Even now, strangers and old friends mention Mrs. Gibson (nee Briscoe) with warmth. "Kind", they say. "Unforgettable". I think of her life often: born under the desert sky to Friday, her Aboriginal father, and Ruby Briscoe, her Aboriginal-Irish mother, and her siblings. She entered the world the traditional way, grew up speaking a few Aboriginal Languages before English, and carried the her dreamings and songlines in her soul. Though she never read or wrote, she could replicate anything after seeing it once-clothe. A true Anmatyerr woman, grounded in culture, she’d remind us, “Remember who you are.”


We lived in Alice Springs, but Mum always brought us back to homelands 300 kilometers out, near the Tanami Highway. Connection to country was her compass. In the 1950s, she’d moved to Alice with my stepfather, Arthur William Gibson also known as (Bill) -an Irish station manager 40 year her senior originally from Bombala NSW. After he passed, my sisters Linda and Letty were placed into the Our Lady of the Sacred heart convent Alice Springs. Mum, was not considered a citizen as her non Aboriginal husband had passed away she was not allowed to keep her children, she could only watch them through a fence as she scrubbed laundry. Yet she persisted: working for Connellan Airways, at Mrs. Mc Grey’s, anywhere to survive.
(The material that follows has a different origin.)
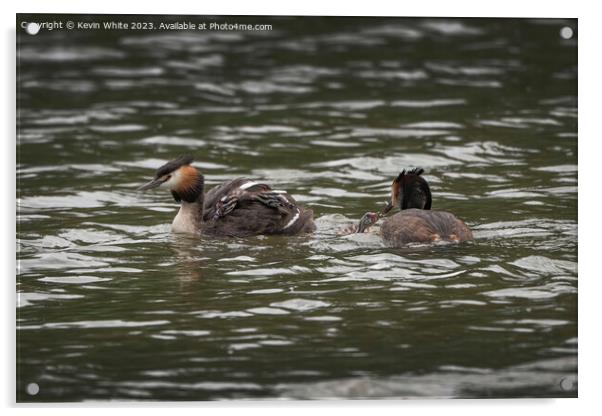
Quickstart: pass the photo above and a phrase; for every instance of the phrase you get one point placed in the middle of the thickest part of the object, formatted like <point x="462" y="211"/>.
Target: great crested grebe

Later, she met my father John Neale aka Jack, and I arrived. Her hands-small, gentle-crafted miracles from nothing. She learnt by watching, by living, her mind sharp skills she learnt from her traditional life and domestic training. I’ve mothered my own children now, but the hole she left never fully closes.


Then, during a trip to Canberra, my niece Anthea pressed something into my arms. “Close your eyes, Aunty.” The moment I felt that fabric, smelled her scent-Mum’s dressing gown-tears came. Wrapping myself in it now, I feel her embrace in every stitch. She’s been gone forty-nine years, but this threadbare cloth still holds her love, her whispers, her unyielding strength.